10. Consider taking your business online
Recently, as a result of the COVID pandemic, many people have moved to working online, shopping online, and training online. The demand for online personal trainers has risen, as people prefer the safety and comfort of their own homes.
This means it’s a great time to take your business online and start offering online training sessions. This is also a very scalable business model and means you can maximize your time by not needing to travel to clients or have them travel to you. Register for the PTDC’s free mini-course for help building your online business.
11. Get a therapist
As mentioned above, it often happens that clients come to you to improve their fitness and end up telling you all of their problems. This is a good thing in a way, because it allows you to better understand your clients and their health goals. This can, however, take its toll on your mental health, especially if you are an empath and find it difficult to detach yourself from other people’s suffering.
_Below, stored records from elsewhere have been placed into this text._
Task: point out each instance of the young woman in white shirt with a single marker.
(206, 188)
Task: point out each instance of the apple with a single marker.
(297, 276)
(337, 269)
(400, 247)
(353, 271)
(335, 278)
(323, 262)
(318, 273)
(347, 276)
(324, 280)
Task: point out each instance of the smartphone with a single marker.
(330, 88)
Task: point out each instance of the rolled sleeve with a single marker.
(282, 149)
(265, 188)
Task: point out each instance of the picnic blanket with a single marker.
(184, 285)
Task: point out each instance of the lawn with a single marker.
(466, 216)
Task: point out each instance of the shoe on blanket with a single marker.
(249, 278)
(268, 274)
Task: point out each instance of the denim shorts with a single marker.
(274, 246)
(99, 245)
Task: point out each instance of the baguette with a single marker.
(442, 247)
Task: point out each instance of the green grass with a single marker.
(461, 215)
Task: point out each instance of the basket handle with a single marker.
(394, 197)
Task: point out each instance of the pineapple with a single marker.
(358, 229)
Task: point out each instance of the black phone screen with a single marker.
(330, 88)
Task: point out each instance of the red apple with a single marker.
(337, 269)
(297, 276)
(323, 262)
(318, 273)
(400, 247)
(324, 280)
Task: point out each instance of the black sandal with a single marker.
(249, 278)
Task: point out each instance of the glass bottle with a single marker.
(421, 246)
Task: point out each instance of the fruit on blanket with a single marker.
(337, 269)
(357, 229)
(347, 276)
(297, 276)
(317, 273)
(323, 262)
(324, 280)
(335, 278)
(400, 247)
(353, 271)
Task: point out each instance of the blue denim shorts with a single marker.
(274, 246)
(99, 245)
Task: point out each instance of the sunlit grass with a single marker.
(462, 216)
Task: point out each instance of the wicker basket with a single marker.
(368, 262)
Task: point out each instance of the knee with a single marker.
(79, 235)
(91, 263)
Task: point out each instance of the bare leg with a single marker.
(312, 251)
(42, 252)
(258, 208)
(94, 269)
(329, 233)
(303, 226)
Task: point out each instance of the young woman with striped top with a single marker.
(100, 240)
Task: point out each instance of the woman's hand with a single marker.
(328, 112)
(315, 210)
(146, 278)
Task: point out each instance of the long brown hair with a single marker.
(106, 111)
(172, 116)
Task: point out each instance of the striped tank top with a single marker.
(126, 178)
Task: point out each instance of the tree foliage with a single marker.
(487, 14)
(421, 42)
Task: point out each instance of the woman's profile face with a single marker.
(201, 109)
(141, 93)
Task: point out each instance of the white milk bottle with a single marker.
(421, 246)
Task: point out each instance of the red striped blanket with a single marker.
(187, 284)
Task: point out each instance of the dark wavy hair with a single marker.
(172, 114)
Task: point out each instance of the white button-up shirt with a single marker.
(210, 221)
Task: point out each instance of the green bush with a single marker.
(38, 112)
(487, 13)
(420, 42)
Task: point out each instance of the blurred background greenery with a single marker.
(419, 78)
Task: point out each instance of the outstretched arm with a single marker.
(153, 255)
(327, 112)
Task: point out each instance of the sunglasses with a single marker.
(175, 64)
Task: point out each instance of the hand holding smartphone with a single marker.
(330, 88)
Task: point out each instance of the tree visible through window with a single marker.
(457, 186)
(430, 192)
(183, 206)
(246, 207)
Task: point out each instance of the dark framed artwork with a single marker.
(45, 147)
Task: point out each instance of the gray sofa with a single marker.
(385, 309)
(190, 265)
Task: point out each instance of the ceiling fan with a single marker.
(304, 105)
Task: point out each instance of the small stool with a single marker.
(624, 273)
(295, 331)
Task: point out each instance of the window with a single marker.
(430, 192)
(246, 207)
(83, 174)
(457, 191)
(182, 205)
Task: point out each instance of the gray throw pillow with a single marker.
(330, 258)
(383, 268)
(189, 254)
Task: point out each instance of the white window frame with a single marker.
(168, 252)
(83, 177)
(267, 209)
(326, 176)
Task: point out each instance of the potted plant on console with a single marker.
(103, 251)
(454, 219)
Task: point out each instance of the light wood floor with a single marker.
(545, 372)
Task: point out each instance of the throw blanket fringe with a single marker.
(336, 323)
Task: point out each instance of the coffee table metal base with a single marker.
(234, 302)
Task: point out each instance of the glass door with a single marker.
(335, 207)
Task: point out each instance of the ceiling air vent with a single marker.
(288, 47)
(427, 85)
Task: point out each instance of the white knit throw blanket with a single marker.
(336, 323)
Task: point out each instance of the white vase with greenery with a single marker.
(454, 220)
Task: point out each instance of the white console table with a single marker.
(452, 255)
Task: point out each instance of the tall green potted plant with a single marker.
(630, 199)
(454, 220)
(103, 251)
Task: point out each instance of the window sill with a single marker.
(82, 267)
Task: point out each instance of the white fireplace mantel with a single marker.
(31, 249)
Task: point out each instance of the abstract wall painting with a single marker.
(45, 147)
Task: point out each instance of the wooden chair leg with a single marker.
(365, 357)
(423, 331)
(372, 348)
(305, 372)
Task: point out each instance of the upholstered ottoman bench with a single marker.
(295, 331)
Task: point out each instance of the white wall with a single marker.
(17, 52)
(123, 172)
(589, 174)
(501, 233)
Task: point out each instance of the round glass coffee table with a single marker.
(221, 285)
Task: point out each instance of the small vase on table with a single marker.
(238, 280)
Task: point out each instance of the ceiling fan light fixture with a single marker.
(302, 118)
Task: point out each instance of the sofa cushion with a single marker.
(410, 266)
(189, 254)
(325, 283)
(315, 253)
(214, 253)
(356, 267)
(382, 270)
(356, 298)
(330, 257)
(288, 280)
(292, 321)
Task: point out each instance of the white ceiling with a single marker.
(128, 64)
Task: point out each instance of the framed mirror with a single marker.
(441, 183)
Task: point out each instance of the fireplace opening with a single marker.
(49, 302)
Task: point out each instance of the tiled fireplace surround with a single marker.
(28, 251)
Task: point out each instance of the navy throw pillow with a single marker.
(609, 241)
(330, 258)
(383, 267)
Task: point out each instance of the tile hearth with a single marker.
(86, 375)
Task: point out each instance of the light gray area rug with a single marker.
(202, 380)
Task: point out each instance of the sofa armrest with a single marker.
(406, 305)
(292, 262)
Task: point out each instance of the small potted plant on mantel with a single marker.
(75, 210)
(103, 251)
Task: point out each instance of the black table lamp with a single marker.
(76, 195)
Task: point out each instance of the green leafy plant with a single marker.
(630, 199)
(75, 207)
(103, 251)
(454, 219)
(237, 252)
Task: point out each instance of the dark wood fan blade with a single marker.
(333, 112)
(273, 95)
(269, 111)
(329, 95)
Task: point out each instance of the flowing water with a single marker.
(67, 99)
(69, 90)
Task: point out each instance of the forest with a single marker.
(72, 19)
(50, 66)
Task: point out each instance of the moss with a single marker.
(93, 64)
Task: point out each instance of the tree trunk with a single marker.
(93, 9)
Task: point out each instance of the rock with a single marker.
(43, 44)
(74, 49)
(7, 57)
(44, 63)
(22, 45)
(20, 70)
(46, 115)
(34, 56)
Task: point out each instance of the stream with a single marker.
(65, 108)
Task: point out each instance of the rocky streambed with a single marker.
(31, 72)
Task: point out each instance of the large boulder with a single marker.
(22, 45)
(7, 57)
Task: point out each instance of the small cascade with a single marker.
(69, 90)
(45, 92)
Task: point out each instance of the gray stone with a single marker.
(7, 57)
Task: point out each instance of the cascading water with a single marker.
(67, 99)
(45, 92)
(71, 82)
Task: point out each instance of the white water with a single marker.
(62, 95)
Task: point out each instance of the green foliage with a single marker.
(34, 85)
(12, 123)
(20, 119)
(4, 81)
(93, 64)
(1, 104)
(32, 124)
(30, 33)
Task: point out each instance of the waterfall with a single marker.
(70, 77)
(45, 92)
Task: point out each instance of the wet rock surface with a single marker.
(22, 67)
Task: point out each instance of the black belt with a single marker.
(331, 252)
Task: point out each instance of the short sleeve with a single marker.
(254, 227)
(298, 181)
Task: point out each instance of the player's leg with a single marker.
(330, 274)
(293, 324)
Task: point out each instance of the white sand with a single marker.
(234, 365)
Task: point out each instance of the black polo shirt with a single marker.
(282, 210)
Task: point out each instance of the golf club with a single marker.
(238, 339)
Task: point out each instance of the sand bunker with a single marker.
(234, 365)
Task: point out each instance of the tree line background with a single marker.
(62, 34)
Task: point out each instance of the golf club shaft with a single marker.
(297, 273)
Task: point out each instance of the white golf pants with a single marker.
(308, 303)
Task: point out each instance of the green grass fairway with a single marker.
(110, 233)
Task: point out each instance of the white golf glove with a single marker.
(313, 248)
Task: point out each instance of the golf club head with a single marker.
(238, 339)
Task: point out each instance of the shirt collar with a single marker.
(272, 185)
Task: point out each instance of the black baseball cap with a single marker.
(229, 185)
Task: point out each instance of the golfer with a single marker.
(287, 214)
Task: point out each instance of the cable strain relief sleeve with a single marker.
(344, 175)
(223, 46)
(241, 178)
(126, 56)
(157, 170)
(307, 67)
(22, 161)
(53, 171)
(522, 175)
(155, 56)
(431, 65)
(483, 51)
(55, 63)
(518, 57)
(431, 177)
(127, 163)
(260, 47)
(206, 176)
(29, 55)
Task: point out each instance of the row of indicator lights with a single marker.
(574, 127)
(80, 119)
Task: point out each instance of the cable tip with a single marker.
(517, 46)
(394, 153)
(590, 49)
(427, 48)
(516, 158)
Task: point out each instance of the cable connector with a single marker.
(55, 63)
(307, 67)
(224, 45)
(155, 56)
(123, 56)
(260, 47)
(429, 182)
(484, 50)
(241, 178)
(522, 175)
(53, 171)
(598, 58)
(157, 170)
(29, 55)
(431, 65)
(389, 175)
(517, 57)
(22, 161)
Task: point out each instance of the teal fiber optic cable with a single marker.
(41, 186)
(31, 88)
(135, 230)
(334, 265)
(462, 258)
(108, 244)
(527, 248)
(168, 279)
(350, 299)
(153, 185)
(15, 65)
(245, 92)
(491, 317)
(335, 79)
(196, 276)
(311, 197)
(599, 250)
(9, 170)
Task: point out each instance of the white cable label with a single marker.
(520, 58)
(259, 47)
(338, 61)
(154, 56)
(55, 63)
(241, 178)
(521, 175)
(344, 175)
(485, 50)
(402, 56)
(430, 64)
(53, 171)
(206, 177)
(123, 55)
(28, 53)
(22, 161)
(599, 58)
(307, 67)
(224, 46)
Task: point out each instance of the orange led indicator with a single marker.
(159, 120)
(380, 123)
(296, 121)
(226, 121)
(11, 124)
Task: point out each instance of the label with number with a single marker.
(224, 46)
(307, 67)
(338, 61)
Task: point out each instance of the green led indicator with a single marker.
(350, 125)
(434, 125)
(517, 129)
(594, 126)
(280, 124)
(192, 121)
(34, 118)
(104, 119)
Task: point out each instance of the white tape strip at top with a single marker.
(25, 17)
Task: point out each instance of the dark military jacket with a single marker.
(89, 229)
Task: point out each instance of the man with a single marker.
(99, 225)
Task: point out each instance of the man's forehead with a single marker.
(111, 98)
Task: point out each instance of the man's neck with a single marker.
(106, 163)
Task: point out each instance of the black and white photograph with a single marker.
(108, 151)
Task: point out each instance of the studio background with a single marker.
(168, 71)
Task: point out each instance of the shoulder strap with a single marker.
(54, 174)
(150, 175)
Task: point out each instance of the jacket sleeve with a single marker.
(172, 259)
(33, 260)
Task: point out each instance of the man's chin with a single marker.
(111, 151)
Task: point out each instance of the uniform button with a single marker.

This is why it’s a good idea to see a professional to unburden your mind if you feel that the weight of helping others is pressing down on you.
12. Look after your mind as well as your body
Every certified personal trainer feels the need to embody fitness and look toned and healthy at all times. This has the obvious effect of attracting clients because they see what your training can do. No one wants to go to a hairdresser who has bad hair.
What we often forget is that our minds are just as important as our bodies. Relaxing and focusing the mind is essential to being a positive, motivational, and inspirational trainer.
Consider doing activities that give you pause, such as meditation, yoga, a hot bath, or whatever it is that allows your mind to unclench and get clarity and calm.
Takeaway
Being a personal trainer can be a fun, rewarding, and lucrative career. It can also be draining, tiring, and frustrating, and take a lot of time to get your business going. That’s why you need to be able to roll with the punches, keep your mind and body on track, and remember just why you chose this as a career in the first place.
If you are working 18 hours a day, never taking a day off, missing quality time with loved ones, and not actually enjoying or balancing your own life, how can you hope to advise someone else on living healthy?
We hope these tips and tricks have got you thinking and have reminded you that you are your biggest asset, when you consider your life as a personal trainer. Without you, your business wouldn’t exist, so an investment in yourself, your health, and your happiness is probably the most sensible and profitable one you could ever make.